Thursday night, Sen. Warren of Massachusetts was raising historical criticism of President Donald Trump’s nominee for attorney general, her colleague from Alabama, Sen. Jeff Sessions. The 1986 letter she attempted to recite was from Coretta Scott King to U.S. Sen. Strom Thurmond, South Carolina’s longtime senior senator who chaired the Judiciary Committee which was screening Sessions for a federal judgeship. King stood opposed to Sessions, saying he exploited his job as a federal prosecutor to intimidate black voters in his home state.

King wrote to Thurmond: “Anyone who has used the power of his office as United States Attorney to intimidate and chill the free exercise of the ballot by citizens should not be elevated to our courts.”

The Judiciary Committee eventually voted down Sessions’ appointment (Thurmond supported it), but after reading King’s words aloud on the floor, Majority Leader Mitch McConnell of Kentucky ruled Warren out of order for violating a specific rule of decorum in the genteel upper chamber.

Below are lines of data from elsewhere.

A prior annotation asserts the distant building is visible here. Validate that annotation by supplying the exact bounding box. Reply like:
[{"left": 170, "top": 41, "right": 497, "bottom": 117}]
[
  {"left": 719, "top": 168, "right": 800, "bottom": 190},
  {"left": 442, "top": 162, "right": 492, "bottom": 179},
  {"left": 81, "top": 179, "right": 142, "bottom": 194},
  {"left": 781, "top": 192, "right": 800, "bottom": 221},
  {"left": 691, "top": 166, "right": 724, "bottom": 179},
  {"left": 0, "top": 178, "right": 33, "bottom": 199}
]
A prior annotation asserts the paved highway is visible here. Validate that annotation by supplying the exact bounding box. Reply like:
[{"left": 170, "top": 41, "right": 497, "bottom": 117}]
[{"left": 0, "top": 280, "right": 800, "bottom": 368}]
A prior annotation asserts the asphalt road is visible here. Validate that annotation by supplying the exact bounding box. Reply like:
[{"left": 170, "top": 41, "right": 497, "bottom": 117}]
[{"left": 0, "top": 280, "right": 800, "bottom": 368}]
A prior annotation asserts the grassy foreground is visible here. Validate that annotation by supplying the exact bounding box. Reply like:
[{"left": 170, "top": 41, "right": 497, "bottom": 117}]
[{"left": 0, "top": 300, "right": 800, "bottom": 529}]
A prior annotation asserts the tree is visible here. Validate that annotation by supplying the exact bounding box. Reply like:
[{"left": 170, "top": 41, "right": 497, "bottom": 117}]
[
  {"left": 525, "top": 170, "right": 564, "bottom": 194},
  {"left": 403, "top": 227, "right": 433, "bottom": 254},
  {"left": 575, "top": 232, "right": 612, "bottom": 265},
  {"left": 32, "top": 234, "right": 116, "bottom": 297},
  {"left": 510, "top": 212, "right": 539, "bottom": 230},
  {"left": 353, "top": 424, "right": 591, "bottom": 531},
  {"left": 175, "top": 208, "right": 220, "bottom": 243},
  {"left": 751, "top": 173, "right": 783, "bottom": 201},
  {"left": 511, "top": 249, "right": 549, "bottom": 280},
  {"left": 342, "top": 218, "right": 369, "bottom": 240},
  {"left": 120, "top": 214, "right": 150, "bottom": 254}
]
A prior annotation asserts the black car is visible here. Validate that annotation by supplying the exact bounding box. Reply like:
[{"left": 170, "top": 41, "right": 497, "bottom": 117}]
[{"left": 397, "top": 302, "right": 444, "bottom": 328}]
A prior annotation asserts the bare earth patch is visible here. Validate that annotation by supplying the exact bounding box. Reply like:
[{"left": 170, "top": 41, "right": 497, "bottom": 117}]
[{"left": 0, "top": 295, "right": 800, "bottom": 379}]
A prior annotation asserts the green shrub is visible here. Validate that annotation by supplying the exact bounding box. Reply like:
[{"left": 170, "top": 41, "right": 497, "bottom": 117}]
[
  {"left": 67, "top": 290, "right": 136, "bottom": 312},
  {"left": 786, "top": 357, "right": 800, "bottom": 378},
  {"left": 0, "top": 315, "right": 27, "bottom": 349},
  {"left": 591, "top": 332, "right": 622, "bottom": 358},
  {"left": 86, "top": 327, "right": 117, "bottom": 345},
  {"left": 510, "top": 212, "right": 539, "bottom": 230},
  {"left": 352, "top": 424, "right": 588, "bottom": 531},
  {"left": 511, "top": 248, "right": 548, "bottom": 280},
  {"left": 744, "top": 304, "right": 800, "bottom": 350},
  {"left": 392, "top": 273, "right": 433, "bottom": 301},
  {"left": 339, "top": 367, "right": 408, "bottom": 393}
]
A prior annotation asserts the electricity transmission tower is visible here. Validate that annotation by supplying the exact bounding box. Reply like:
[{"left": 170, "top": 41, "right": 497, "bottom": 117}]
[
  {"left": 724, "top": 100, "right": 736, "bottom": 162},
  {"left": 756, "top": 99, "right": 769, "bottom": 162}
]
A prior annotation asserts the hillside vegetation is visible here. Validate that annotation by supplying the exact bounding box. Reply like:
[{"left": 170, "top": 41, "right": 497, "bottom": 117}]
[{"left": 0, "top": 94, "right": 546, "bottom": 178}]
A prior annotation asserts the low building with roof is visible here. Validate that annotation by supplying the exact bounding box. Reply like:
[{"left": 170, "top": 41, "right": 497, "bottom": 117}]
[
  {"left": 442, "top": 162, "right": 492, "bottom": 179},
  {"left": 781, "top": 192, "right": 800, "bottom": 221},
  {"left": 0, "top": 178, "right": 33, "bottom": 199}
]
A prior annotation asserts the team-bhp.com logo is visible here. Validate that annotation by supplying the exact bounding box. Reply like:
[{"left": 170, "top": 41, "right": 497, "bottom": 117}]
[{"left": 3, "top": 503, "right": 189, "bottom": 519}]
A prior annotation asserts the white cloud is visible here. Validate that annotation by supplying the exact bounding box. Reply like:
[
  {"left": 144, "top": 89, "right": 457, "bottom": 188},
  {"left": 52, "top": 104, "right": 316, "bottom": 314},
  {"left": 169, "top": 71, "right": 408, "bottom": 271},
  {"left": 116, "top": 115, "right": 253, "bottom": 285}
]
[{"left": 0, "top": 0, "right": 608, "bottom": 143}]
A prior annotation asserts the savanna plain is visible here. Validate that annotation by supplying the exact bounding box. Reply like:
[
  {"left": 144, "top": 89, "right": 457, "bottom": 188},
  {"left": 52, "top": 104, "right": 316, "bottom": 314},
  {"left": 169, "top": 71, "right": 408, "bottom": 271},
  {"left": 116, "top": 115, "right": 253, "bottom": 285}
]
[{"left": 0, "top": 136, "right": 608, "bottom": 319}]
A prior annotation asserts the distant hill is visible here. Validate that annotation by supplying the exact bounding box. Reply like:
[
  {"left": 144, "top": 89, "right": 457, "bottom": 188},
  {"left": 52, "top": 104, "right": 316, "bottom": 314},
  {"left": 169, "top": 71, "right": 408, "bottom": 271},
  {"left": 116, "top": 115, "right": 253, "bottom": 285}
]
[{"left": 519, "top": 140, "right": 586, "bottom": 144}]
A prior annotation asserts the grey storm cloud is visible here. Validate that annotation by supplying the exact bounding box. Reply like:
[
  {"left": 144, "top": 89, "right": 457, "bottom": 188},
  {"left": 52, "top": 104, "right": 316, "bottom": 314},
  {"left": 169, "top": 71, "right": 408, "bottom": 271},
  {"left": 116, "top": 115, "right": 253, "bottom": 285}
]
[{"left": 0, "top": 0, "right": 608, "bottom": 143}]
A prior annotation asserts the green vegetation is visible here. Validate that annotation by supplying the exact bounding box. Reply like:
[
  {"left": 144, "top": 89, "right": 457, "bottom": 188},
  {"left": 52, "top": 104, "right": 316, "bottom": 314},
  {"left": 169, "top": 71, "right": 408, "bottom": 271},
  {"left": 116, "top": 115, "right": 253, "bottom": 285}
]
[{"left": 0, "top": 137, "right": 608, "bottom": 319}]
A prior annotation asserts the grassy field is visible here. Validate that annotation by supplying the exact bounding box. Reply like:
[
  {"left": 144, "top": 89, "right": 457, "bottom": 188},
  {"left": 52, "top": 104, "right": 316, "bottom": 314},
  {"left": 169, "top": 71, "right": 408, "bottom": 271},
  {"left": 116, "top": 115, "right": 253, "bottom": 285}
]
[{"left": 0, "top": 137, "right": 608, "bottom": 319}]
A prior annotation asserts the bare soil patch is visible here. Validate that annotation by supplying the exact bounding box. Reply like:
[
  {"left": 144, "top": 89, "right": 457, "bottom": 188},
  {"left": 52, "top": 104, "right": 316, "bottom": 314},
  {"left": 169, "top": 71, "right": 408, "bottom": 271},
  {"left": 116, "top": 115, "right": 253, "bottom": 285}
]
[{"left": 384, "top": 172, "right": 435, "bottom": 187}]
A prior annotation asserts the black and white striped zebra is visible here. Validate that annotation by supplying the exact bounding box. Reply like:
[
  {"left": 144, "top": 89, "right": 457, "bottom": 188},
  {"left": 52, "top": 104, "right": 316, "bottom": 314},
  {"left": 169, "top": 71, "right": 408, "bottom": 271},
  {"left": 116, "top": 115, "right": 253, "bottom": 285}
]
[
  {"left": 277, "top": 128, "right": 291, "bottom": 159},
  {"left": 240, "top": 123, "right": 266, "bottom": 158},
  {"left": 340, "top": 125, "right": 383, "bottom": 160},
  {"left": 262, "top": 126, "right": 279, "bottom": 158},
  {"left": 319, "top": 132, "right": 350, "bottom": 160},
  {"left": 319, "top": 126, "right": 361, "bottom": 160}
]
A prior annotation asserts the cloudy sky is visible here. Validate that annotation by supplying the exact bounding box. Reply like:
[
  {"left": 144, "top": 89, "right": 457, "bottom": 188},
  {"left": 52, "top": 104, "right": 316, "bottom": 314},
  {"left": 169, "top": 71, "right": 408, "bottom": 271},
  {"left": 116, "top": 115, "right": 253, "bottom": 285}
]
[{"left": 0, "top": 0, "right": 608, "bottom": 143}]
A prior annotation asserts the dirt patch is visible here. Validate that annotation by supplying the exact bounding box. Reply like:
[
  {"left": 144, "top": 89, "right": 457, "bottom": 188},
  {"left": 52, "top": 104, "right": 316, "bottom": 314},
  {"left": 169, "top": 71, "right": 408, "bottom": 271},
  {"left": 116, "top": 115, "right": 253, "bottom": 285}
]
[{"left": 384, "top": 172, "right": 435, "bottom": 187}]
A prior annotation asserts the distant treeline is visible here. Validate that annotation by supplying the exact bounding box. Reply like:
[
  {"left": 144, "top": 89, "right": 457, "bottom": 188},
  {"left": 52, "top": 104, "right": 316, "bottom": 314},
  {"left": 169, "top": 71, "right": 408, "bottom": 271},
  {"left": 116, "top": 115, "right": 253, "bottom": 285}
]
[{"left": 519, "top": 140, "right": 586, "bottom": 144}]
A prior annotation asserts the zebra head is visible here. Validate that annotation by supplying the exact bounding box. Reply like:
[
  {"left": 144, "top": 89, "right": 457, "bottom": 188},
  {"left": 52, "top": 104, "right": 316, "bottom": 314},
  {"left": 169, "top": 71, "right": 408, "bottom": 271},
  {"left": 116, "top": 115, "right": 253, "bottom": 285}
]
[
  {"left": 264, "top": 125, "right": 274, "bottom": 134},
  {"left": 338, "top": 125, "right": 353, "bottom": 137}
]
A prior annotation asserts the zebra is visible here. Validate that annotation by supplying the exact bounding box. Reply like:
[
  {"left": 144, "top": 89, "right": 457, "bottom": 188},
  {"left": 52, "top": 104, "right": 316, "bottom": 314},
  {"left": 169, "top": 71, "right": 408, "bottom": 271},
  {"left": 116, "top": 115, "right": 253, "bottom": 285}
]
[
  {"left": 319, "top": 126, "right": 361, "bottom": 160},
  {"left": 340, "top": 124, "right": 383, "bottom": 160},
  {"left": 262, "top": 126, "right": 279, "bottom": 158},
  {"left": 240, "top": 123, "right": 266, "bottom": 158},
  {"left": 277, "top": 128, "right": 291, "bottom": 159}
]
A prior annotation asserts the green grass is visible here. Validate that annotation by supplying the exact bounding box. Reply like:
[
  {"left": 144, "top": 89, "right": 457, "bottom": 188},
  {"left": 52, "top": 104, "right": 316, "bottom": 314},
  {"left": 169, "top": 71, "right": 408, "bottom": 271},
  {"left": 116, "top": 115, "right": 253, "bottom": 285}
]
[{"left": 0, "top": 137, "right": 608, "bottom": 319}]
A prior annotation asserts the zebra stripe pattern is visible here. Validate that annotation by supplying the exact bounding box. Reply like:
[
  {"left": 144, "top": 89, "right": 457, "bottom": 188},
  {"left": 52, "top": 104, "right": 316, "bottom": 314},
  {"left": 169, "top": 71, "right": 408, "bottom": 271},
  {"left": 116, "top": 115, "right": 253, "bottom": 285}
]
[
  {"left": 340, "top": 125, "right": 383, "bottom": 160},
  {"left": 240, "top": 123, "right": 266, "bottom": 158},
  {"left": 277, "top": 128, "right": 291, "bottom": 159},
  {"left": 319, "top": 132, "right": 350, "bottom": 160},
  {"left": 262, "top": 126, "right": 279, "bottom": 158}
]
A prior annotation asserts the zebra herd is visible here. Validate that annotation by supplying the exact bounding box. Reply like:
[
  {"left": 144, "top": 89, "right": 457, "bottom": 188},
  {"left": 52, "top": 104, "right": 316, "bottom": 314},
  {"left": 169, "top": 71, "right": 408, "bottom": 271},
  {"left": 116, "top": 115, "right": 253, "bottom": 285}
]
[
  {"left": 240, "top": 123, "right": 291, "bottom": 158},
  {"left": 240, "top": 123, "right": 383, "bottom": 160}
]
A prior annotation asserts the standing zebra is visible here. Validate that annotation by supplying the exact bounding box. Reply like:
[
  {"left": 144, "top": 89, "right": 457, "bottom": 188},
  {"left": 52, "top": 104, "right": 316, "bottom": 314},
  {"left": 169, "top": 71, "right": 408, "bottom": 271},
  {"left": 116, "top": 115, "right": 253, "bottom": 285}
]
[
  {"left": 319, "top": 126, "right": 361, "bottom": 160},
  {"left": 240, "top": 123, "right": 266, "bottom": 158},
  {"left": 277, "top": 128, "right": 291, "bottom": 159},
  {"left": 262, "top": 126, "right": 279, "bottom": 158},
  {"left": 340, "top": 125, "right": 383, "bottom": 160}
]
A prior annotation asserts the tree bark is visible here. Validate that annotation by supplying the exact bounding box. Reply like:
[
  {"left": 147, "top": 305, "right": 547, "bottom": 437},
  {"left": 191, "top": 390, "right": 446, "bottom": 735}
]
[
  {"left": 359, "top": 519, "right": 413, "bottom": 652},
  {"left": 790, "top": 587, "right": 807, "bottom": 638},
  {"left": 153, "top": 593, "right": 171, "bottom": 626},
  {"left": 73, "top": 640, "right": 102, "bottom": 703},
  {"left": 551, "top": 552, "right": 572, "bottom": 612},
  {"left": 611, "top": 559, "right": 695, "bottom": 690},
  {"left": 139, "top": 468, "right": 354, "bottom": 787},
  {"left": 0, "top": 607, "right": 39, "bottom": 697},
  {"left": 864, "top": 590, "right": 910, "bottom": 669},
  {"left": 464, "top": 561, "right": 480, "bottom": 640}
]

That rule, as it turns out, has S.C. fingerprints all over it too.

Way back in the year of our lord 1902, Sen. John McLaurin of S.C. accused his colleague “Pitchfork” Ben Tillman of a “willful, malicious, and deliberate lie.” A “fire-breathing racist … who made war on the people of this state,” Tillman wasn’t about to let that one go by and started a fight with him right there in the Senate. After that, ‘Rule 19’ was soon adopted and made it against Senate rules to cast aspersion on another member of the body.

“Democracy in Crisis” columnist Baynard Woods, a Lowcountry native, summed up the overlapping legacies best: “Coretta Scott King originally wrote the letter that McConnell did not want Warren to read to Strom Thurmond, an admirer of Tillman, who ran for president on a platform of Segregation.”